2) The events that we are interested in are all the elementary events that have a number bigger than or equal to $$9$$. Therefore, $$$A=\lbrace Y9,Y10,V11,V12,V13,V14 \rbrace$$$ In the second case, we are only interested in those that have even numbers. That is, $$$B=\lbrace R2,R4,R6,Y8,Y10,V12,V14 \rbrace$$$

3) Our event is formed by all the elementary events that have a yellow or a violet ball. Those that have yellow ball are $$\lbrace Y8,Y9,Y10 \rbrace$$, and those that have violet ball are $$\lbrace V11, V12, V13, V14 \rbrace$$.

Therefore, our event is $$C=\lbrace Y8,Y9,Y10,V11,V12,V13,V14 \rbrace$$.

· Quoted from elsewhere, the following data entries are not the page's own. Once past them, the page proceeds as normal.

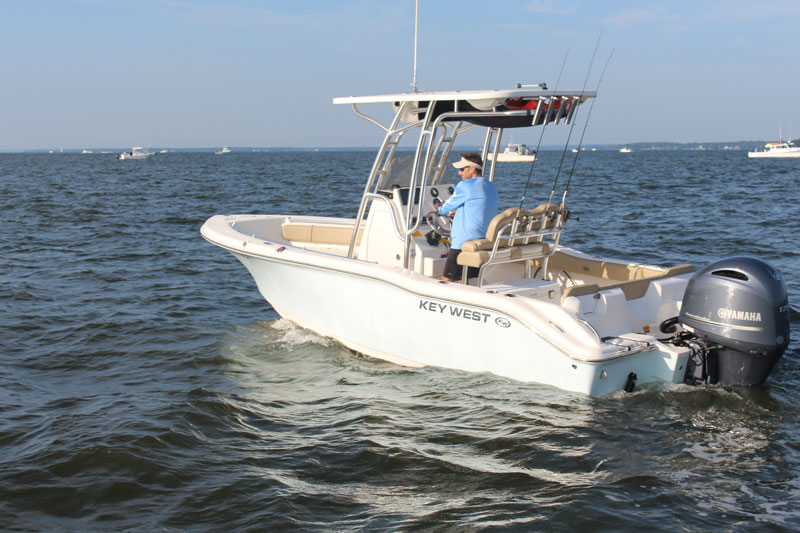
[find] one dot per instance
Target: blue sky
(202, 73)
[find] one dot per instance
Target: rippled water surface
(145, 385)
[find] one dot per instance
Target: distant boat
(137, 152)
(778, 149)
(514, 153)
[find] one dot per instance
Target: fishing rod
(541, 135)
(569, 135)
(588, 115)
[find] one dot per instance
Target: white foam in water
(294, 335)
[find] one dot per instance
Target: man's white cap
(463, 163)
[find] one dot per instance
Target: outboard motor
(736, 312)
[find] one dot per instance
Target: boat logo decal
(502, 322)
(454, 310)
(733, 314)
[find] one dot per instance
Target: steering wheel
(441, 224)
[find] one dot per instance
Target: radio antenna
(572, 127)
(416, 27)
(544, 126)
(588, 116)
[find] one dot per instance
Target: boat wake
(290, 334)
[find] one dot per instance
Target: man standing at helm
(474, 203)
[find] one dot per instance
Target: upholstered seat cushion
(476, 259)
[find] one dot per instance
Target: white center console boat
(538, 311)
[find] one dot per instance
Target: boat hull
(408, 319)
(774, 154)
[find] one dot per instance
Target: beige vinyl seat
(513, 235)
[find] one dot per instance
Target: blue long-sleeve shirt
(476, 200)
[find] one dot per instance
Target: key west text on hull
(538, 311)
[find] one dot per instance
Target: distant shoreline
(635, 146)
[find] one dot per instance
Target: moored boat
(778, 149)
(137, 152)
(538, 311)
(514, 153)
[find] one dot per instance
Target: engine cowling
(739, 308)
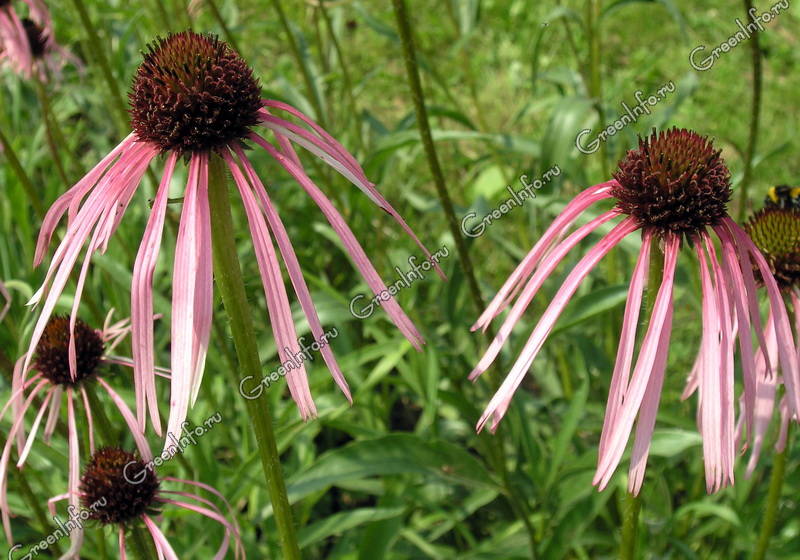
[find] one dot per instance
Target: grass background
(401, 474)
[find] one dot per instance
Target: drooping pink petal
(74, 476)
(34, 430)
(130, 420)
(502, 398)
(142, 303)
(231, 526)
(543, 271)
(764, 406)
(280, 311)
(530, 263)
(189, 314)
(786, 345)
(223, 549)
(647, 414)
(630, 321)
(122, 554)
(725, 373)
(162, 544)
(295, 272)
(355, 250)
(99, 204)
(611, 455)
(4, 460)
(735, 282)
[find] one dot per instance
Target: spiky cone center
(37, 38)
(193, 93)
(776, 232)
(118, 487)
(675, 181)
(52, 352)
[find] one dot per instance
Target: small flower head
(193, 93)
(776, 232)
(674, 182)
(52, 352)
(113, 489)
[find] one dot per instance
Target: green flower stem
(633, 504)
(595, 77)
(141, 545)
(228, 275)
(313, 92)
(773, 501)
(19, 171)
(517, 503)
(755, 117)
(49, 126)
(348, 83)
(98, 49)
(412, 69)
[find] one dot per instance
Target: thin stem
(348, 83)
(595, 78)
(52, 144)
(773, 501)
(412, 69)
(19, 171)
(228, 276)
(633, 504)
(755, 116)
(313, 92)
(630, 524)
(224, 26)
(519, 506)
(99, 52)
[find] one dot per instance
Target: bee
(783, 196)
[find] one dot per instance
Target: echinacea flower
(49, 378)
(119, 488)
(194, 98)
(673, 189)
(24, 40)
(775, 230)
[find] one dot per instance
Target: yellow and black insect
(783, 196)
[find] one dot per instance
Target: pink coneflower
(674, 188)
(25, 40)
(194, 98)
(49, 378)
(119, 488)
(776, 233)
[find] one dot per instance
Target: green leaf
(395, 454)
(339, 523)
(592, 304)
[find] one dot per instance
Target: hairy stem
(228, 276)
(755, 117)
(19, 171)
(773, 502)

Now let's consider event $$D$$. Those that have a violet ball are $$\lbrace V11,V12,V13,V14 \rbrace$$, and multiples of $$3$$, between the numbers $$1$$ and $$14$$, are: $$3,6,9,12$$. Therefore, the balls that we are interested in are $$\lbrace R3,R6,Y9,V12 \rbrace$$. And so, we have $$D=\lbrace R3,R6,Y9,V11,V12,V13,V14 \rbrace$$.

Note that the ball $$V12$$ in fact satisfies both conditions: it is violet and also its number is a multiple of $$3$$. That is not a problem, and we must write in $$D$$ the results that satisfy the conditions, and $$V12$$ satisfies them since it satisfies at least one of two conditions.

4) We have $$8$$ red balls, that are $$\lbrace R1,R2,R3,R4,R5,R6,R7,R8 \rbrace$$. Between them, the balls with the number less than four are $$E=\lbrace R1,R2,R3 \rbrace$$. Also, we might have done it another way: first we choose the balls that have a number less than four (in our case, $$\lbrace R1,R2,R3 \rbrace$$), and as they all are red, our event is again $$E = \lbrace R1, R2, R3 \rbrace$$.

We can start by considering the yellow balls: $$\lbrace Y8, Y9, Y10 \rbrace$$. Between them, there is no a number bigger than $$11$$. Therefore, there is no elementary event that satisfies the condition, that is, $$F=\emptyset$$. In other words, $$F$$ is an impossible event, it can be never satisfied.

### Solution:

- $$\Omega=\lbrace R1,R2,R3,R4,R5,R6,R7,Y8,Y9,Y10,V11,V12,V13,V14 \rbrace$$.
- $$A=\lbrace Y9,Y10,V11,V12,V13,V14 \rbrace$$, $$B=\lbrace R2,R4,R6,Y8,Y10,V12,V14 \rbrace$$.
- $$C=\lbrace Y8,Y9,Y10,V11,V12,V13,V14 \rbrace$$, $$D=\lbrace R3,R6,Y9,V11,V12,V13,V14 \rbrace$$.
- $$E=\lbrace R1,R2,R3 \rbrace$$, $$F=\emptyset$$.